JTA — In a debate with his election opponent on Monday night, Mitch McConnell asked voters: “Do you want somebody from New York setting the agenda?”
On the surface, McConnell, the Senate majority leader, was referring to Sen. Chuck Schumer, the longtime Jewish politician from New York who would take McConnell’s title and position if Democrats regain control of the Senate. McConnell is heavily favored to win in his race with Democrat Amy McGrath.
But when Politico reporter Jake Sherman tweeted the “New York” quote, many of McConnell’s critics pointed out that US President Donald Trump is also from New York, and McConnell has no problem with Trump setting the agenda for the country.
So some of those critics suggested that when he said “New York,” McConnell wasn’t really talking about the state or the city. He was talking about the Jews.
“‘Wait, Trump is from New Yo– oh, I see what he means by ‘New York,’” tweeted Jonathan Chait, a liberal writer for New York magazine. Matt Boxer, a Jewish studies professor at Brandeis, tweeted, “there’s a long history of ‘New York’ being used in this context to mean ‘Jews.’”
Did McConnell blow an anti-Semitic dog whistle? Or did he just find a way to describe his rival’s liberal political views in a way that happened to raise eyebrows?
It’s true that the term “New York” has often been strongly associated with Jews. New York has long been America’s most Jewish city and home to many of the most prominent American Jews — as well as large visibly Jewish communities. Foods typically associated with New York, like bagels and deli, are Jewish foods. Jewish writers, directors, and actors — from Nora Ephron to Jerry Seinfeld to (the now canceled) Woody Allen — have defined New York onscreen and in the popular imagination. For 28 of the past 47 years, New York’s mayor has been a Jew.
Notably, the outrage over this particular incident hasn’t yet left Twitter, which is an outrage machine. And, regardless of religion, New York is culturally very different from Kentucky, where McConnell is running. New York City is one of the most liberal areas in the country, and it could reasonably be held up as a symbol of liberal American politics and culture.
But previous politicians have gotten in trouble for making the New York-Jewish connection, whether explicitly or implicitly.
In 2016, Ted Cruz criticized Trump on the presidential debate stage for having “New York values.”
“There are many, many wonderful working men and women in the state of New York. But everyone understands that the values in New York City are socially liberal, pro-abortion, pro-gay marriage and focus on money and the media,” Cruz said.
At the time, some said Cruz’s rhetoric was an anti-Semitic dog whistle.

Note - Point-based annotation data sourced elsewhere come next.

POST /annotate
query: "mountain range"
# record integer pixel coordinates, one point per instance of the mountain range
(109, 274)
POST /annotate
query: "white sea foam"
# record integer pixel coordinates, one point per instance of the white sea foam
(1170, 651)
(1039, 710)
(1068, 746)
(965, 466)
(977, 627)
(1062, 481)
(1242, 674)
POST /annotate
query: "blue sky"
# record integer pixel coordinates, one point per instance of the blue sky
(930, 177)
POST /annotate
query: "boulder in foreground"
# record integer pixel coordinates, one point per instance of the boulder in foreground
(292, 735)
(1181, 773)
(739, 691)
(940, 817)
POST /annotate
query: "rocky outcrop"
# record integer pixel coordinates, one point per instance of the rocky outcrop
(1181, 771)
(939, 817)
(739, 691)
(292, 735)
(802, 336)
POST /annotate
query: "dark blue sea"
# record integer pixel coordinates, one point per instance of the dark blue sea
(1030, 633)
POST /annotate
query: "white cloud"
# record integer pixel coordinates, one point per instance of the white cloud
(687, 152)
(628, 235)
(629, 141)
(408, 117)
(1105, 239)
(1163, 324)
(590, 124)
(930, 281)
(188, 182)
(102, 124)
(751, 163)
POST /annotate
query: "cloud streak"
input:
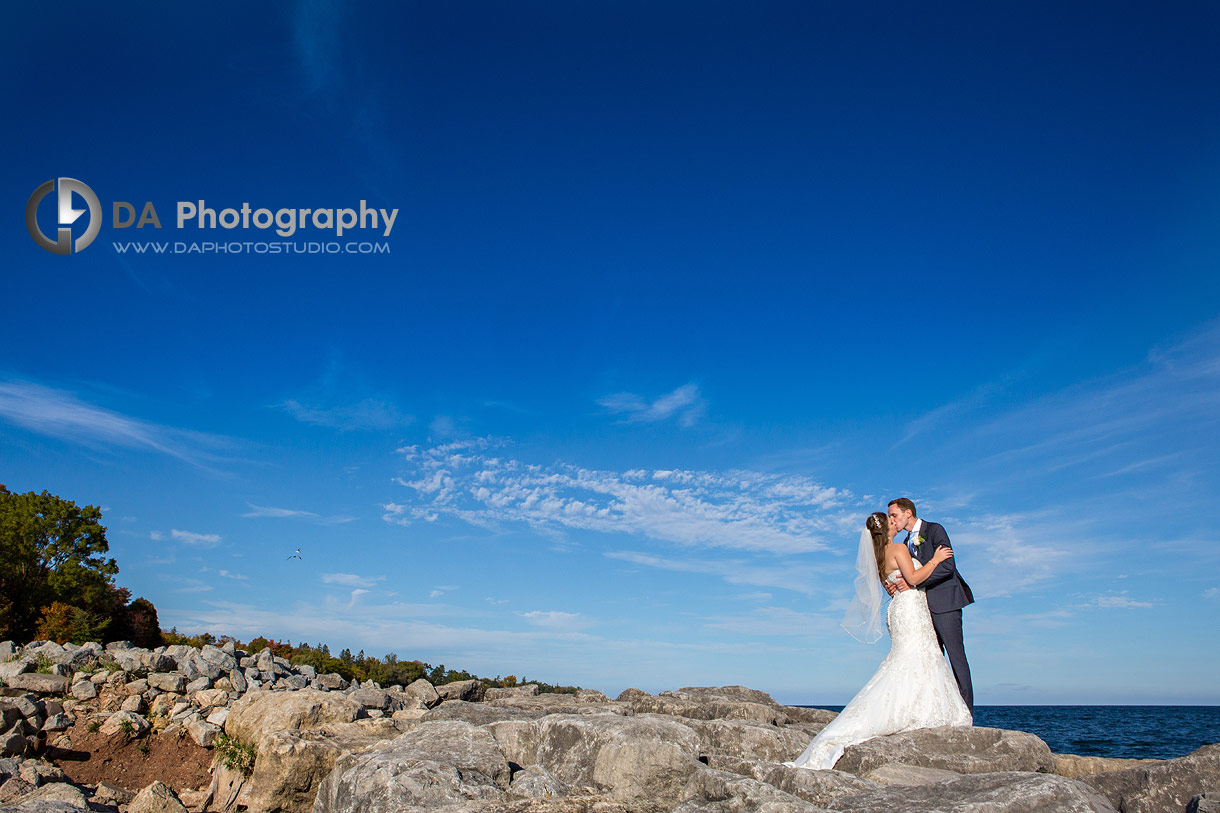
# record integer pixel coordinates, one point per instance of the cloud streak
(199, 540)
(371, 414)
(62, 415)
(289, 513)
(743, 510)
(685, 404)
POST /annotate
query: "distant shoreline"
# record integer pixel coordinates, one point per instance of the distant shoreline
(1131, 731)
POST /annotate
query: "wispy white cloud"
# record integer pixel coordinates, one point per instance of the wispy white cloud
(558, 620)
(370, 414)
(1120, 601)
(60, 414)
(775, 620)
(289, 513)
(443, 426)
(189, 585)
(746, 510)
(685, 404)
(200, 540)
(798, 576)
(350, 580)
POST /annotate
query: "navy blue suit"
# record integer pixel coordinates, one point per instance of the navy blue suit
(947, 593)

Cruz didn’t help his case when he said that Trump has chutzpah, which he called a “New York term.” Chutzpah is, in fact, a Yiddish (and therefore Jewish) term.
The most famous political association between Jews and New York came in 1984, when Jesse Jackson, who was then running for president, called the city “Hymietown,” an anti-Semitic slur. He apologized, but the backlash helped tank his candidacy.
The term has shown up in fictional politics, too. On the pilot episode of “The West Wing,” a Christian lobbyist snipes at a Jewish official’s “New York sense of humor.” As the room fills with tension, another Jewish colleague shoots back, “She meant Jewish.”
Despite the endless list of reasons why Democrats loathe McConnell, he has never been accused of anti-Semitism over a long career.
While there has been no shortage of coded anti-Semitism in politics this year, from offensive caricatures to QAnon conspiracy theorists to politicians who cozy up to white supremacists, McConnell has never been part of that group. As of Tuesday afternoon, Howtofightantisemitism.com, a progressive website that comprehensively lists recent allegations of right-wing anti-Semitism, returns zero results for Mitch McConnell.
The one possible exception here involves a 2008 ad attacking… Chuck Schumer. The ad, video of which is no longer available, attacks Schumer with a voiceover using a stereotypically New York accent and does not mention McConnell’s then-opponent at all. At the time, Schumer was not the Democratic Party’s leader in the Senate. Observers noted that it might have played off Jewish stereotypes, though others thought the accent was less Mel Brooks than Tony Soprano.
Soprano, for the record, is from New Jersey.